I can see streams of white-blue fire shooting out the front, and the shuttle jerks, then slows, the sudden movements leaving me breathless. And just like that, all my other senses kick in. Everything becomes real again. I tast
e copper in my mouth—I’ve bitten my lip so hard I’ve drawn blood—and I can already tell that I’ll bruise from the too-tight seat belt on my chest and around my hips. The noise from the other side of the door seems deafening, but I can pick out individual cries of pain and alarm from the 1,456 passengers in the cryo room.
And then we stop.
We haven’t landed—we’re hovering over the treetops—but we’re not moving forward anymore. We’re not crashing.
The shuttle isn’t completely stable, and I can hear a hiss-shh sound from under our feet: the rockets are shooting down straight into the ground, keeping us over the surface.
“Land shuttle? Please select yes or no,” the computer says evenly.
Elder and I exchange a glance. There is no meaning, no words behind the look—just one shared feeling. Relief.
Instead of reaching for the blinking green Y, he grabs my hand. His fingers slide between mine, and they’re slick with sweat, but his grip is firm and strong. No matter what happens, what awaits us on the other side—we’ll face it together. Elder pulls our joined hands toward the last button, and we push it.

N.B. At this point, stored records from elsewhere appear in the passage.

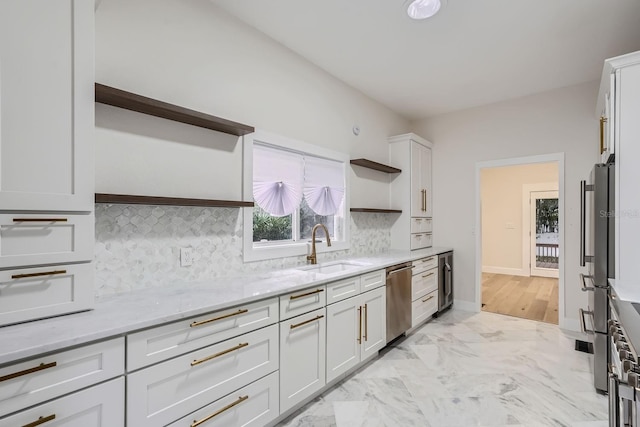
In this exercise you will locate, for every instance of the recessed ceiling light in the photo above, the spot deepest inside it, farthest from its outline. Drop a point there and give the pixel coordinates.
(422, 9)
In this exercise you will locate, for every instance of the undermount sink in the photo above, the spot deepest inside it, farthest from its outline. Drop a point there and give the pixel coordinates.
(332, 267)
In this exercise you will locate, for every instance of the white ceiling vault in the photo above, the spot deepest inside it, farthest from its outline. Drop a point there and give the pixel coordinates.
(473, 52)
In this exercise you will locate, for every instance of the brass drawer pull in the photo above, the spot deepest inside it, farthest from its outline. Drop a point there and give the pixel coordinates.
(222, 353)
(307, 321)
(241, 399)
(317, 291)
(204, 322)
(44, 273)
(40, 220)
(40, 367)
(41, 420)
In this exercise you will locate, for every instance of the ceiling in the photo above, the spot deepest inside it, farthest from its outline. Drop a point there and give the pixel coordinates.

The hiss-shh slowly fades as the shuttle sinks down and down toward the ground. I realize that somewhere in our mad descent, gravity’s returned, and everything feels heavy again, especially the seat belt strapping me down. I throw it off and race to the honeycombed glass windows. I can see that our landing has decimated the area—the trees nearest us are nothing but smoldering ash, and the ground is black and shiny, almost as if it has melted. Trees—trees! Real trees, real ground, a real world! Right here!

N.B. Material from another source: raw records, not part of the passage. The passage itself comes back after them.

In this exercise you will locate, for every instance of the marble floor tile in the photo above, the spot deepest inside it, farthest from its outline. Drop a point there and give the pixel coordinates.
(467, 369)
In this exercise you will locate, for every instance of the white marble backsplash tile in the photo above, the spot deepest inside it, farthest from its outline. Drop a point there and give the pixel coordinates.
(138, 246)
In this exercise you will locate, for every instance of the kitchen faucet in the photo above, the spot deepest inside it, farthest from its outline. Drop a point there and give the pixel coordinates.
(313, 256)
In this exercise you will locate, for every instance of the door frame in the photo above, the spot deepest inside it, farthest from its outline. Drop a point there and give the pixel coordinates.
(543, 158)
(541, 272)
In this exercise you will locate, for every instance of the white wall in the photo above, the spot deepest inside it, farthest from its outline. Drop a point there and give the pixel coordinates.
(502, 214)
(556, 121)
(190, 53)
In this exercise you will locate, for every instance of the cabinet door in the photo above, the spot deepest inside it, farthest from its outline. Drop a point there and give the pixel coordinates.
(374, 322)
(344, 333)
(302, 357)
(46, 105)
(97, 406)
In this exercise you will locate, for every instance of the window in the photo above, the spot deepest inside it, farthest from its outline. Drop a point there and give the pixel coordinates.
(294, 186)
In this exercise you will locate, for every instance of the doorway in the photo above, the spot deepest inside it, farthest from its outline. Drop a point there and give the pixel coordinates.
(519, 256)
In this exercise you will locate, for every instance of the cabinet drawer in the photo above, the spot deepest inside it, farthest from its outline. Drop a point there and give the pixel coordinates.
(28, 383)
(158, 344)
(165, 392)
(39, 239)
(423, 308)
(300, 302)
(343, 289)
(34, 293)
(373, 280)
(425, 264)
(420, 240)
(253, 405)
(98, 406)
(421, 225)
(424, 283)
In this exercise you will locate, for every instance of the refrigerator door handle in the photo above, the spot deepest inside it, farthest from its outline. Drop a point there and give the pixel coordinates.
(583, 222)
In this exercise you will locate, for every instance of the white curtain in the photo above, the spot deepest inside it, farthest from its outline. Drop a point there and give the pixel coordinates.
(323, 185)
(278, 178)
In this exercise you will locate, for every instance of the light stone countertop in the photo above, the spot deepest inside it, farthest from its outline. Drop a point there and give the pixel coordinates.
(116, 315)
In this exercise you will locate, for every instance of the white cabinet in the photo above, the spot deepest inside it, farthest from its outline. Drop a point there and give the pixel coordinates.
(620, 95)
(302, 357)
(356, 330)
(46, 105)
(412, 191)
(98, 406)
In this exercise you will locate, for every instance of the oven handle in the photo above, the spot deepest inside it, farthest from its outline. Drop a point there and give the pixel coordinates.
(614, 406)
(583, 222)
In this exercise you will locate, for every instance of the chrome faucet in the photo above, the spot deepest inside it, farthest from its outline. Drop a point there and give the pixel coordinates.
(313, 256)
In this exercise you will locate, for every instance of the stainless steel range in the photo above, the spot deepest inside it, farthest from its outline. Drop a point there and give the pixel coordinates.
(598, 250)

With a sudden lurch that nearly knocks me to the floor, the rockets cut out and we drop the last few feet to the surface of the planet.
“Well,” Elder says, staring out the window at the burning earth, “at least we didn’t die. ”

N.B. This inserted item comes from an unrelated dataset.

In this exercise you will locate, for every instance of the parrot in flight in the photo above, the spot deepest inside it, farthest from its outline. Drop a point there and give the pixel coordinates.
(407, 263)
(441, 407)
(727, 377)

“We didn’t die,” I repeat. I look up at his shining eyes. “We didn’t die!” Elder grabs my wrist, pulling me into his lap. I melt against the warmth and security of his arm, and our lips collide in a kiss full of all the fear and passion and hope this new world brings. We kiss as if it were our first kiss and our last, all at once. Our lips meet in desperation; our bodies wrap around each other with a sort of fervent fury that exists only in the joy of surviving the certainty of death.
I pull away, gasping for air. I look into Elder’s eyes . . . and for one brief moment, I see nothing but the boy who taught me about first kisses and second chances. But then the image shifts, and I don’t see him. I see Orion. I scramble up out of Elder’s lap, and even though I tell myself that Elder isn’t Orion, I can’t forget about the way Elder insisted Orion be on this shuttle with us, as if his crimes should be rewarded with a whole planet instead of only ice.
Elder reaches for me again as he tries to get up from his chair—but can’t. “Stupid seat belt,” he mutters, unfastening it.
I turn around.
The world is there, on the other side of the glass window.
The world.
Our world.
“We made it,” I say.
“Yeah,” Elder replies, unable to keep the surprise from his voice. “We did. . . . ” His words are a breath of warmth at the back of my neck.
I turn around to meet his eyes, but my vision slides past him, to the door that leads to the hallway that leads to the cryo room.
“My parents,” I whisper.
I can finally have my parents back.
4: ELDER
Without saying another word, Amy turns and runs through the seal-lock doors. Her footsteps clatter across the metal floor, the sound rising over the distant shouts from the 1,456 passengers in the cryo room. I take a deep, shaking breath. I still can’t believe we’ve actually made it. Despite my incompetence, despite whatever it was that caused our near-disastrous crash landing . . .
I pause. What was it that made us nearly crash? It felt almost as if something hit us. . . .
“This concludes the landing of the shuttle,” the computer says. “Please shift operational command of the mission to the highest-ranking officer in cryogenics once reanimation is complete. Do not leave the shuttle until you are commanded to do so. Thank you for contributing to the mission of the Financial Resource Exchange. ”
The computer’s voice crackles and dies, leaving me in silence. In its place, the monitor on the control panel lights up, flashing a single phrase:
Military Authorization Code: - - - - - - - - - -
That word—military—makes my stomach jerk with the same intensity of the ship’s sudden stop earlier. Orion would have been in my place if he hadn’t feared the military of Sol-Earth so much that he tried to kill them, convinced they would turn us into soldiers or slaves.